People browse the web using web browsers installed on their devices. Through them, the web is open to see and visit.
But what will happen when those web browsers have flaws? If the flaw is a security issue, then catastrophe can happen. Considering that there are billions of internet users worldwide, even a single flaw that is present on those web browsers is a recipe for a global disaster.
This time, some of the world's most popular browsers have become targets of a malware campaign, dubbed the 'Adrozek'.
Discovered by Microsoft, the malware injects ads, "often on top of legitimate ads from search engines." It does this primarily to lead people to affiliate pages so the authors can earn money.
But in doing so, the malware also silently adds malicious browser extensions and changing the browser settings to insert ads into webpages. It is also modifying the Dynamic Link Library (DLL) files per target browser, in order to turn off the browser's built-in security controls.
Circulating since at least May 2020, the malware claims tens of thousands of new victims every day.
According to Microsoft on its report:
The researchers from Microsoft said that the Adrozek malware is installed on devices through drive-by download.
The authors of the malware distribute the campaign through thousands of unique Adrozek installer samples. Each of these files is heavily obfuscated, and created using unique file name, in order to fool antivirus security systems.
When run, the installer drops an executable file with a random file name in the %temp% folder. This file drops the main payload in the Program Files folder using a file name that makes it look like a legitimate audio-related software.
The malware is then installed like a usual program in Windows.
The malware targets different extensions on each browser, but it still uses the same malicious scripts to infect these extensions. These then help the attackers connect the browser to their server and then inject advertisements into search results.
Microsoft managed to track 159 unique domains, with each hosting an average of 17,300 unique URLs, which in turn host more than 15,300 unique malware samples on average.
"While many of the domains hosted tens of thousands of URLs, a few had more than 100,000 unique URLs, with one hosting almost 250,000. This massive infrastructure reflects how determined the attackers are to keep this campaign operational," the researchers said.
The attackers rely on polymorphism, a method to continually change the characteristics of the malware to avoid detection. Polymorphism also allows the authors to distribute the malware in huge volumes of samples.
"In total, from May to September 2020, we recorded hundreds of thousands of encounters of the Adrozek malware across the globe, with heavy concentration in Europe and in South Asia and Southeast Asia.

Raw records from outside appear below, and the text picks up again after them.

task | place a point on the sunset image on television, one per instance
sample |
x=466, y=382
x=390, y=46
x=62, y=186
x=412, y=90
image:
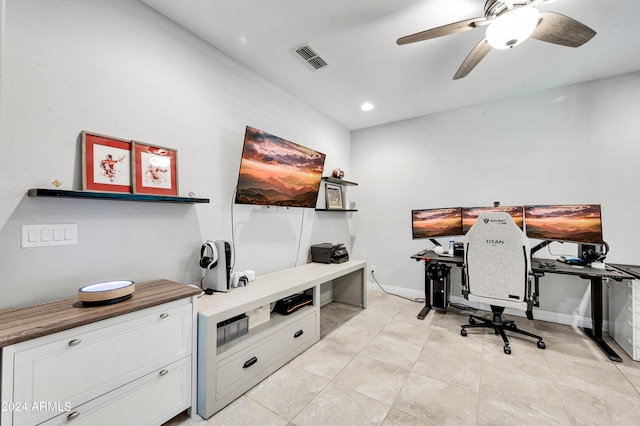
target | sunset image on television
x=470, y=214
x=579, y=223
x=274, y=171
x=436, y=222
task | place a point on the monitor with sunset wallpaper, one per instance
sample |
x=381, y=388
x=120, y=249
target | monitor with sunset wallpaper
x=429, y=223
x=276, y=172
x=470, y=214
x=579, y=223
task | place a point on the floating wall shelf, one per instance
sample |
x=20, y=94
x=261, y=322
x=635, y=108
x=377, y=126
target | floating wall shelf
x=42, y=192
x=337, y=181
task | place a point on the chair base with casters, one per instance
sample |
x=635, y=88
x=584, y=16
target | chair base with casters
x=499, y=326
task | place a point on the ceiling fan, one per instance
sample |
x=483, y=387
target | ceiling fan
x=508, y=24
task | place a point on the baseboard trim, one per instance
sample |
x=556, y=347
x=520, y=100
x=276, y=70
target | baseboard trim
x=539, y=314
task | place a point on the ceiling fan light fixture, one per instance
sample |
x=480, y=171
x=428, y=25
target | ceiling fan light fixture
x=513, y=27
x=367, y=106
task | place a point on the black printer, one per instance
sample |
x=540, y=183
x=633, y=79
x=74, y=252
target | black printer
x=329, y=253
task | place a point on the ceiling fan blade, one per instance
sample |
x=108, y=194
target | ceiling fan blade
x=559, y=29
x=448, y=29
x=473, y=58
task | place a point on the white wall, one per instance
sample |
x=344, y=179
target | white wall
x=119, y=68
x=576, y=144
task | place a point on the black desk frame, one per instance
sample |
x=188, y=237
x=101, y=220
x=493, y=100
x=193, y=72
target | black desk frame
x=596, y=276
x=540, y=267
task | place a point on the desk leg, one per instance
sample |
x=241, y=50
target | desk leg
x=595, y=332
x=427, y=295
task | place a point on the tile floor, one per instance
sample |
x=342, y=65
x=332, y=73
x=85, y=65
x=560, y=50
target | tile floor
x=382, y=366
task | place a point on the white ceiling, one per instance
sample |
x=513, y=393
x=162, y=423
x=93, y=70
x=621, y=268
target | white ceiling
x=358, y=39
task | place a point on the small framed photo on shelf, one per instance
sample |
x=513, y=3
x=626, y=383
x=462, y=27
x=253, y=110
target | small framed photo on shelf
x=106, y=163
x=333, y=194
x=155, y=169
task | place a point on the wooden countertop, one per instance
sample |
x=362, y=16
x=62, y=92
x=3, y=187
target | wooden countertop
x=21, y=324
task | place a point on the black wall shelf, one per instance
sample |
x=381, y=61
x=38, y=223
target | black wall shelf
x=42, y=192
x=337, y=181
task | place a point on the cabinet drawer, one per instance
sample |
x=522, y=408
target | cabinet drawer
x=150, y=400
x=237, y=369
x=75, y=366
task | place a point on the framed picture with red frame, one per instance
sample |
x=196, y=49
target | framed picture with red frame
x=106, y=163
x=155, y=169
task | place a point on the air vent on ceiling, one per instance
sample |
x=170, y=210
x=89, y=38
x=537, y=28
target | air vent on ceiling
x=310, y=56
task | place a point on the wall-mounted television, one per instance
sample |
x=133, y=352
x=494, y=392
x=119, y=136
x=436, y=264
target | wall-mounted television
x=277, y=172
x=579, y=223
x=470, y=214
x=429, y=223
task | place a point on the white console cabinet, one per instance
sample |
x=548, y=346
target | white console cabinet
x=134, y=366
x=624, y=316
x=227, y=371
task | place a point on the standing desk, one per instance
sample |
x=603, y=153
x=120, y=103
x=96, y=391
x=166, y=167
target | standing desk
x=596, y=276
x=540, y=267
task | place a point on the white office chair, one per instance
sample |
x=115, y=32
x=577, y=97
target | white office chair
x=498, y=271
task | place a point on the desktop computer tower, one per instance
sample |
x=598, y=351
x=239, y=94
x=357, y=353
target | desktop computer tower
x=218, y=278
x=439, y=276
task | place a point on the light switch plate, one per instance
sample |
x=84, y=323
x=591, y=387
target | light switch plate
x=53, y=234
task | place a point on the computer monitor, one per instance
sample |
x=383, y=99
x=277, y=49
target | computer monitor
x=429, y=223
x=470, y=214
x=578, y=223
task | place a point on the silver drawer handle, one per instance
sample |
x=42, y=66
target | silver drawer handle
x=249, y=363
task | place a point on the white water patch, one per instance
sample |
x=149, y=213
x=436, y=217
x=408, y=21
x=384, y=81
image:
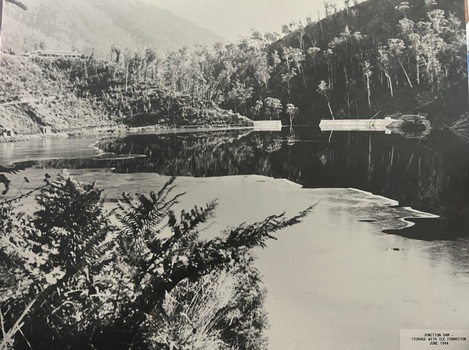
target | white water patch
x=333, y=281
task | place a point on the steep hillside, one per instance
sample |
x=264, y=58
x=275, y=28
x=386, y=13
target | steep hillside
x=32, y=96
x=97, y=25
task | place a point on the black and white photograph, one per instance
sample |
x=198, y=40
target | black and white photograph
x=234, y=175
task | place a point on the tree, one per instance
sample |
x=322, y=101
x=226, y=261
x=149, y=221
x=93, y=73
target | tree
x=366, y=66
x=396, y=50
x=324, y=89
x=385, y=65
x=14, y=2
x=292, y=112
x=273, y=106
x=86, y=278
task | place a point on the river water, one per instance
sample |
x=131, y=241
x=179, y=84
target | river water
x=353, y=273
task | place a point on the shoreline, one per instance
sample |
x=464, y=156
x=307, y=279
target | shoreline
x=119, y=130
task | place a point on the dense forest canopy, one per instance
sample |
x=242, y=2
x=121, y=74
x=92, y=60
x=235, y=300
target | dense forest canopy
x=379, y=56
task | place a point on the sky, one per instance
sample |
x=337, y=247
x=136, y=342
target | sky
x=234, y=18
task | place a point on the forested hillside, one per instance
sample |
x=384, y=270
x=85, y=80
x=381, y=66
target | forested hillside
x=96, y=25
x=370, y=59
x=379, y=56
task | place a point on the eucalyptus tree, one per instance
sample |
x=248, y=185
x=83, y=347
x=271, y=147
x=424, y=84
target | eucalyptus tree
x=324, y=89
x=397, y=52
x=2, y=2
x=292, y=112
x=273, y=106
x=384, y=63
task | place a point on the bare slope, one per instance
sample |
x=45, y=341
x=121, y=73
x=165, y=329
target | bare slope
x=32, y=97
x=98, y=24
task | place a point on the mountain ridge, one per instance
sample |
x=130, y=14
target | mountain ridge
x=95, y=26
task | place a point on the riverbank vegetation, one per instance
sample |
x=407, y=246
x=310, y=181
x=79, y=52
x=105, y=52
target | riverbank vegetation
x=77, y=276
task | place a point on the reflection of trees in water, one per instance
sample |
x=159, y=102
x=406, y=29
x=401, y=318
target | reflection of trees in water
x=198, y=154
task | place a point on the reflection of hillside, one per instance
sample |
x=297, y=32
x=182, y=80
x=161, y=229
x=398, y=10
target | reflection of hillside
x=430, y=175
x=198, y=154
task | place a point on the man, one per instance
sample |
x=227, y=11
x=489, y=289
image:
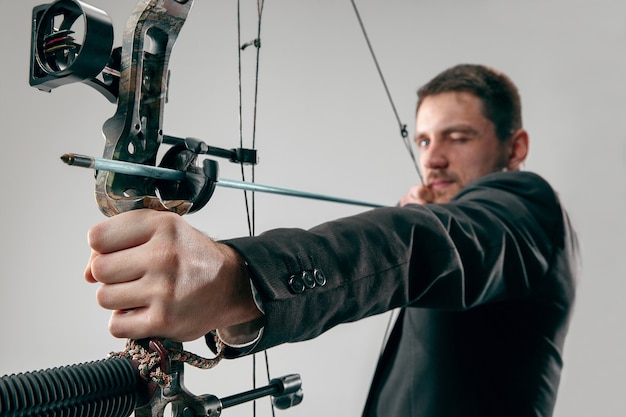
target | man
x=481, y=259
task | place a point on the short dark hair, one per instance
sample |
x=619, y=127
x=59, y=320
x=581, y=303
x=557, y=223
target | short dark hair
x=499, y=95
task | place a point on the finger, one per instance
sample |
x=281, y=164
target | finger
x=135, y=324
x=123, y=231
x=117, y=267
x=88, y=274
x=125, y=296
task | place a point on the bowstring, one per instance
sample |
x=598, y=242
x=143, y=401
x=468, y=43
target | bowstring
x=403, y=129
x=250, y=203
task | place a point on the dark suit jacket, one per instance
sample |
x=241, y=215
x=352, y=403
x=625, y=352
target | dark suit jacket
x=486, y=285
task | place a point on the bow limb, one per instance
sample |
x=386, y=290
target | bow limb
x=135, y=132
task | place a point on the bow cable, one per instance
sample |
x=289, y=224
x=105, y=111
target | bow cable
x=250, y=204
x=403, y=130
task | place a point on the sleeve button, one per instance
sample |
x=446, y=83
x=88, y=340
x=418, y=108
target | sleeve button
x=308, y=279
x=320, y=278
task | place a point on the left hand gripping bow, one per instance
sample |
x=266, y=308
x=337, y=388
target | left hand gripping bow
x=136, y=76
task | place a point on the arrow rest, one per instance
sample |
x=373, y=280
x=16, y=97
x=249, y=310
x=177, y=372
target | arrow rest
x=72, y=42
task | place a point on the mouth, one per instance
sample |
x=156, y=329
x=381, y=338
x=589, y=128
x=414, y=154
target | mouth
x=440, y=184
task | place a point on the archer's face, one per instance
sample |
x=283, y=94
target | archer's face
x=457, y=143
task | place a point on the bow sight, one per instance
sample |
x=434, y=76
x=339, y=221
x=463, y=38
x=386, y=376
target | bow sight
x=73, y=42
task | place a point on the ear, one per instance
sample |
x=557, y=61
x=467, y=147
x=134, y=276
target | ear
x=518, y=150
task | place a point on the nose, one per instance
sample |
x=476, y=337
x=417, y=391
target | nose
x=433, y=157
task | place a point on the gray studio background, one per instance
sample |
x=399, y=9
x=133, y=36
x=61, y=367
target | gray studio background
x=324, y=125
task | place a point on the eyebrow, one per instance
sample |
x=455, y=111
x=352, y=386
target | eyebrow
x=463, y=128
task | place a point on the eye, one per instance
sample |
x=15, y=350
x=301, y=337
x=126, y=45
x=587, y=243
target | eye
x=459, y=139
x=422, y=142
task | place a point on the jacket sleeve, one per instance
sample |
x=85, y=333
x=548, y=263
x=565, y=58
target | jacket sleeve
x=493, y=242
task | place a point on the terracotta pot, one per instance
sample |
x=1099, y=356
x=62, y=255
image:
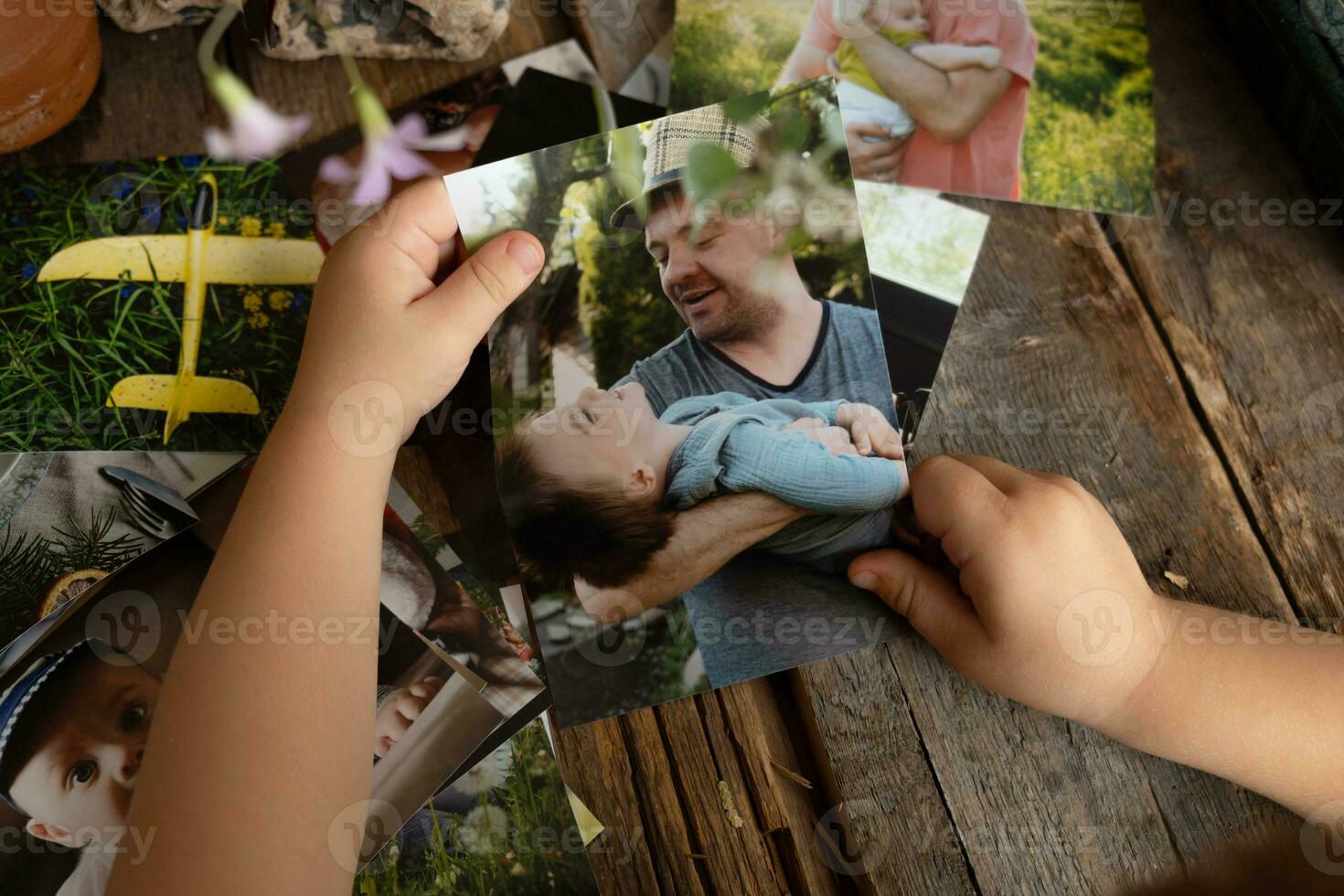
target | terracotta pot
x=48, y=65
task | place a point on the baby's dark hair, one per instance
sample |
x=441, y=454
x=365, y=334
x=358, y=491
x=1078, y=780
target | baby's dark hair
x=566, y=529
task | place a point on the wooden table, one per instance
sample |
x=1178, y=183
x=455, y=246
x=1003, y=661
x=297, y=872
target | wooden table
x=1200, y=374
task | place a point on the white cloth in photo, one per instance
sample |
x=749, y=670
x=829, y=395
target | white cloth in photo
x=406, y=586
x=862, y=106
x=91, y=875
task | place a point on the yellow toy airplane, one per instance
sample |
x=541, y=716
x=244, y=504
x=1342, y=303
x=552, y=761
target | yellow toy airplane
x=194, y=260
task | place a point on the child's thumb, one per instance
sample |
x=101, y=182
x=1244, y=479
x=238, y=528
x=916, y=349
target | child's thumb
x=484, y=285
x=929, y=600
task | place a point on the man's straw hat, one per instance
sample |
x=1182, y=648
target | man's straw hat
x=668, y=146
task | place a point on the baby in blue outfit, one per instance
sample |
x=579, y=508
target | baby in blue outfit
x=592, y=489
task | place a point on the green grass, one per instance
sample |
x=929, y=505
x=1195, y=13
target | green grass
x=1089, y=139
x=66, y=343
x=539, y=855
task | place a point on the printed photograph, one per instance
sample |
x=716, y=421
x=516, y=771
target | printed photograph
x=70, y=518
x=1040, y=101
x=160, y=304
x=506, y=827
x=449, y=687
x=698, y=429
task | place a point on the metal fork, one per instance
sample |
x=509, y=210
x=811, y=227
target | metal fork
x=144, y=516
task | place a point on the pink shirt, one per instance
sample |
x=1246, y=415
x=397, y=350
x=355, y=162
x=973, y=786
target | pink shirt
x=988, y=163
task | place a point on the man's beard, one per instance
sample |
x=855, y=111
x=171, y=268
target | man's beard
x=742, y=320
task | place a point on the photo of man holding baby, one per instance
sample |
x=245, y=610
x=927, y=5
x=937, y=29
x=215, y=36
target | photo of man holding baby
x=698, y=475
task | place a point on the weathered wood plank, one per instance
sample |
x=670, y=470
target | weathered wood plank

As this campaign is ongoing, this infrastructure is bound to expand even further."
Adrozek specifically targets Microsoft Edge, Google Chrome, Yandex Browser, and Mozilla Firefox.
But with the first three are all based on the Chromium open-source browser, other browsers such as Brave, Opera and Vivaldi should also be considered vulnerable.
Usually, malware on a web browser can be removed by using antivirus solutions or by resetting the browser.
But Adrozek is a little smarter than the average browser-hijacking adware, because it burrows deep into the browsers, altering or mimicking legitimate extensions, switching off security protections, disabling automatic updates and even altering Registry entries and creating a separate Windows service to run independently.
What this means, getting rid of this particular malware, requires a lot more attention.
"While the malware's main goal is to inject ads and refer traffic to certain websites, the attack chain involves sophisticated behavior that allow attackers to gain a strong foothold on a device," the Microsoft blog post said.
"The addition of credential-theft behavior shows that attackers can expand their objectives to take advantage of the access they're able to gain."
Effectively protecting against rampant, persistent campaigns like the Adrozek requires advanced, behavior-based detection system that can spot anomalies across the whole attack chain rather than specific components.
Using endpoint protection solutions for example, can help block the treat posed by Adrozek.